Building blocks may look like child’s play, but they are turning out to be a surprisingly powerful way to untangle complex facility management challenges.
Everyone knows LEGO. What far fewer people know is that, at the end of the 1990s, the LEGO Group developed a dedicated methodology for facilitating workshops and change processes in organizations: LEGO Serious Play (LSP). It is a globally recognized method that taps into participants’ imagination and creativity and channels it towards complex, real-world questions — including the kind of operational and spatial puzzles that facility managers face every day.
Why it works: thinking with your hands
LSP rests on two principles: the power of the metaphor and the power of the story. Participants build a model in answer to a question, then explain what they built. A single white brick can stand for a dangerous polar bear — no advanced building skills required. This deliberate simplicity is exactly what makes the method inclusive: everyone can take part, and everyone is heard.

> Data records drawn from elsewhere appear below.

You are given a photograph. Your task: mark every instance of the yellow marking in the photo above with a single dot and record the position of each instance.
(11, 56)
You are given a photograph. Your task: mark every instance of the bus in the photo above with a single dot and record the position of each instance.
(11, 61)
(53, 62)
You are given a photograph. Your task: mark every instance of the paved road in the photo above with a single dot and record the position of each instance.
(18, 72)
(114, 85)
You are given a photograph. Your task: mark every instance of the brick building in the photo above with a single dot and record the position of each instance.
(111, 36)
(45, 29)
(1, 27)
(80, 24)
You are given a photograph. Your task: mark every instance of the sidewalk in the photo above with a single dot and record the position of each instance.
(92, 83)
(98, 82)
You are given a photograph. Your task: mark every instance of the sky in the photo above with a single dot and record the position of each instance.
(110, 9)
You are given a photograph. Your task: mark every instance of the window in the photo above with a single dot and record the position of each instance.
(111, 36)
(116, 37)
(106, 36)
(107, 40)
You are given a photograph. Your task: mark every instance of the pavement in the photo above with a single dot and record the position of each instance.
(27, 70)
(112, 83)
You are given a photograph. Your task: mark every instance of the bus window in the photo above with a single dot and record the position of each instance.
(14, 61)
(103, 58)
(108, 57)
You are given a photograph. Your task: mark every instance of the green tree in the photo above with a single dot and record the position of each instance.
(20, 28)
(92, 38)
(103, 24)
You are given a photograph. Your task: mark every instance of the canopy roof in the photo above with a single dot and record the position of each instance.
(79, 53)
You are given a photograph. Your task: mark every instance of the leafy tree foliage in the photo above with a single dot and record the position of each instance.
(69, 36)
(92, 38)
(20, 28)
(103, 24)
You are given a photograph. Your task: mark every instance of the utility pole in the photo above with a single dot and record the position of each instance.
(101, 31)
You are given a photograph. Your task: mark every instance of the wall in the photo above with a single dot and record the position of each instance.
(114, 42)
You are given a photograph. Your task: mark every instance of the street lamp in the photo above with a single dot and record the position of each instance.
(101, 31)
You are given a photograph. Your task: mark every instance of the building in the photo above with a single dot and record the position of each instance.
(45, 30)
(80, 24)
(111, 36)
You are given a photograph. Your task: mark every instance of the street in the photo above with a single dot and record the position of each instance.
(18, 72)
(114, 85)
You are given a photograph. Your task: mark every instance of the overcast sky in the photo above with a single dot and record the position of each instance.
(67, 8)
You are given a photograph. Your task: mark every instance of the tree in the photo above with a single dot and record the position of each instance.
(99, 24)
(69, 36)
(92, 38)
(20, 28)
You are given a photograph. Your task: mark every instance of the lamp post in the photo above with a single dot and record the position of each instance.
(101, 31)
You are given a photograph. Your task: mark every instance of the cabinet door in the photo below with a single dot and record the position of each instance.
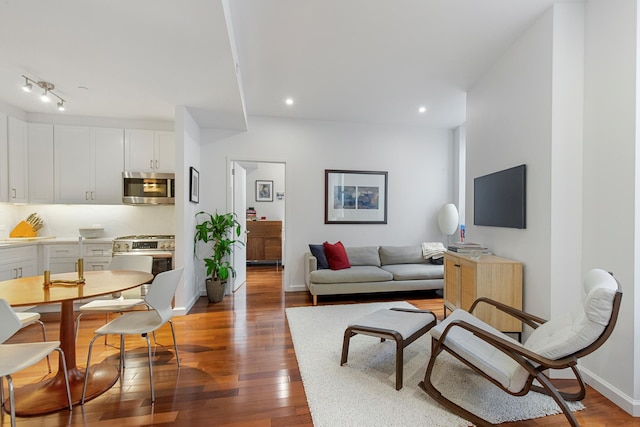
(18, 161)
(164, 151)
(74, 164)
(40, 163)
(138, 150)
(4, 161)
(109, 149)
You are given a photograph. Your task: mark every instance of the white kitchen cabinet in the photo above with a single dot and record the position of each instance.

Because people build before they speak, the method bypasses the usual meeting dynamics where the loudest voice dominates. A core rule keeps the focus where it belongs: “the model speaks, not the person.” There are no wrong answers and no criticism of each other’s creations. The result is a safe, participatory setting in which all the knowledge present in a team is unlocked, weighed and anchored — with a genuine long-term effect.
The added value for facility management questions
Facility management is, by nature, a domain of complexity: overlapping responsibilities, shared spaces, invisible processes and stakeholders who each see only part of the picture. These are precisely the issues where conventional discussion tends to stall. LSP makes that complexity tangible and discussable.

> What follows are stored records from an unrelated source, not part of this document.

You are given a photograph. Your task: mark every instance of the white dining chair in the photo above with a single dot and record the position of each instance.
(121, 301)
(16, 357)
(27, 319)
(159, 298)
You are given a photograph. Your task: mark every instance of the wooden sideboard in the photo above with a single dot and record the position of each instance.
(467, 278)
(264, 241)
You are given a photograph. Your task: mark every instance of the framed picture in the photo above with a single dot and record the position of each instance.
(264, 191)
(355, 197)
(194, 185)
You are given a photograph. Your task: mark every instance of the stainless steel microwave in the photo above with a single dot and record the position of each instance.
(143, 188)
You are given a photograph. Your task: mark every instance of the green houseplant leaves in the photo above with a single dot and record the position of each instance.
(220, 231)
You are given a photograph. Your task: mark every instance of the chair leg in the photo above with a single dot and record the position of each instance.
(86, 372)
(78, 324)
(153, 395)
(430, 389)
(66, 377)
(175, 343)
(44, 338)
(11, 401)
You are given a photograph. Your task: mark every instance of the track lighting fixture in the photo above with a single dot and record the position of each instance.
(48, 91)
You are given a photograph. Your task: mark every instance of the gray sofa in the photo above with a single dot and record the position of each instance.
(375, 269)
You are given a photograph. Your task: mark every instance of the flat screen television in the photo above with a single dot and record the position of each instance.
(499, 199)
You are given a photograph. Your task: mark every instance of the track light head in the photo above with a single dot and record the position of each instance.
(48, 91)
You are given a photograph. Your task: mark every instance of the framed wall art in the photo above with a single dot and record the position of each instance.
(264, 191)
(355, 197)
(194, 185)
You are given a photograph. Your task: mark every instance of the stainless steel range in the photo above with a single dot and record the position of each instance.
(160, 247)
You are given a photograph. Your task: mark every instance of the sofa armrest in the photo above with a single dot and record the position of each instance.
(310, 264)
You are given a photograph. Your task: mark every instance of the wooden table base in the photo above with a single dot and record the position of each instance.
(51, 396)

By visualizing roles, tasks and processes as physical models, a facility team can literally see how its parts connect. Essential relationships are made explicit by linking models together with specific bricks, and bottlenecks that normally remain hidden suddenly become visible to everyone in the room. Storytelling adds the context, emotions and underlying assumptions that a spreadsheet or org chart can never capture, which in turn fuels deep, solution-oriented discussion and strengthens team cohesion.
From theory to practice
I recently had the opportunity to use LSP, during a one-day workshop, to map out the operation of an entire facility management team of ten people. We started from each member’s personal assignment, then modelled the various team responsibilities one by one. The individual explanations alone immediately sparked in-depth, clarifying discussions.
At the end of the session, the participants combined all their individual models into a single overarching structure in which every team member could find their place. The shared processes were thoroughly mapped out — and, tellingly, the team arrived at concrete improvement proposals entirely on their own. That is the real promise of LEGO Serious Play for facility management: not playing with bricks, but turning a complex, half-visible operation into a shared landscape that a team can understand, own and improve together.